Re the 6mm thickess, Hardiebacker are 6mm but they are bedded onto flexi adhesive to fill voids and stop them bouncing over hollows in old floorboards.

So my question is, if the subfloor was 100% flat then surely 6mm ply screwed and 150mm would be okay as there's nothing to 'compress'?
 
W

White Room

Jace158's original query was about grout cracking and many said 6mm ply overlay is the problem - and that jace158 has to start again using cement boards- some even said need to remove the ply overlay first.

That's all a massive messy job for both jace158 and his customer. I'm doubtful that is necessary and hence suggested to first try careful re-grouting. There's no mention of cracking of the tiles, so jace158's problem sounds minor. Tiling onto ply and onto chipboard floors can be successful.

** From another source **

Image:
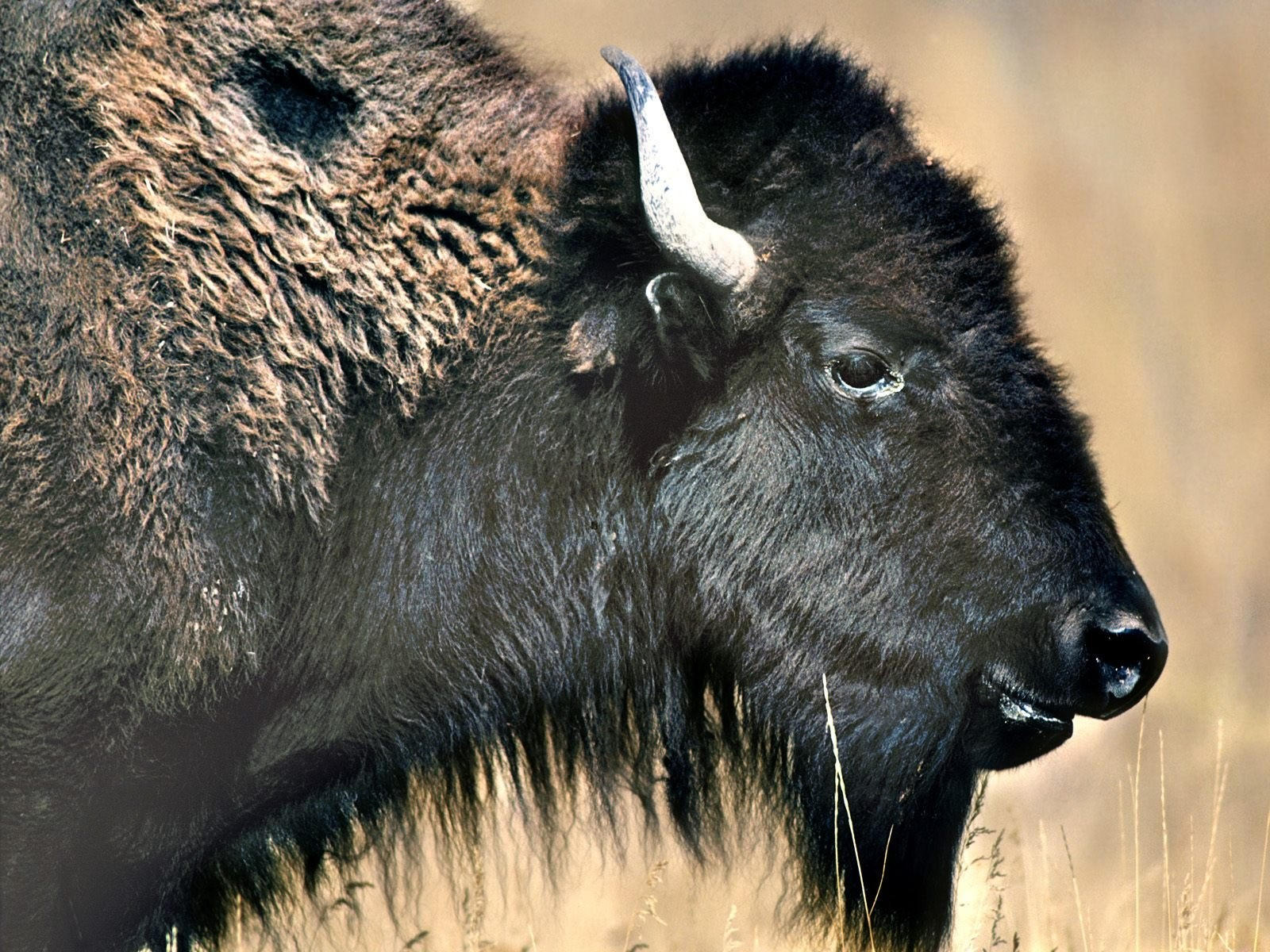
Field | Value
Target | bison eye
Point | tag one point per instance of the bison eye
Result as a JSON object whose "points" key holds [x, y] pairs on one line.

I agree in bathrooms, particularly when using electric underfloor heating, then thermal backer boards (eg Warmup Insulation boards) are well worth laying. But I maintain that 6mm cement backer boards won't be a cure for flexible ply or chipboard floors -cement boards don't add much flexural strength to the existing floor, compared with a ply overlay (which only needs to be thoroughly clout nailed).

You can't be serious ????
 
Y

ythan

You can't be serious??? Yes.





Yes, sure you can't use clout nails on cement backer boards - the boards aren't strong enough....... BUT on ply, clout nails are so low cost and quick & easy to bang in that you can be over generous and use plenty to ensure very secure fixing.

Budgets and jobs are tight and getting tighter >> so need to do a good job at the lowest cost......a reputation for gold plating a job is no good.

Anyway my suggestion to the original grout cracking problem was to try fully re-grouting the tiles, and not to panic, and rip it all out.
 
D

dave l and l

what you need to remember is the the grout is cracking out for a reason and is probably down to the floor flexing a bit. now if you just re grout without fixing the problem it will probably happen again, hence fixing the problem the now makes more sense than just re grouting.
6 mm ply wood is not really viable to tile onto. and to nail it down probably is not the best idea either. even if you cant price for certain materials because of there price you can still budget for heavier grade ply and a box of screws. nailing down is a diy job or someone who is too lazy to screw
 

John Benton

TF
Arms
2,211
1,138
Leeds
You can't be serious??? Yes.





Yes, sure you can't use clout nails on cement backer boards - the boards aren't strong enough....... BUT on ply, clout nails are so low cost and quick & easy to bang in that you can be over generous and use plenty to ensure very secure fixing.

Budgets and jobs are tight and getting tighter >> so need to do a good job at the lowest cost......a reputation for gold plating a job is no good.

Anyway my suggestion to the original grout cracking problem was to try fully re-grouting the tiles, and not to panic, and rip it all out.

Dream on, you wouldn't put a band-aid on a broken leg. It won't do the job it is meant to do.

Reputation is something that has to be built over a period of time with quality work. No wonder skilled men are out of work when they are pricing against someone who is cutting corners and quality of materials. I bet these guys who do that never get called back for repeat work in customers houses and don't get recommended!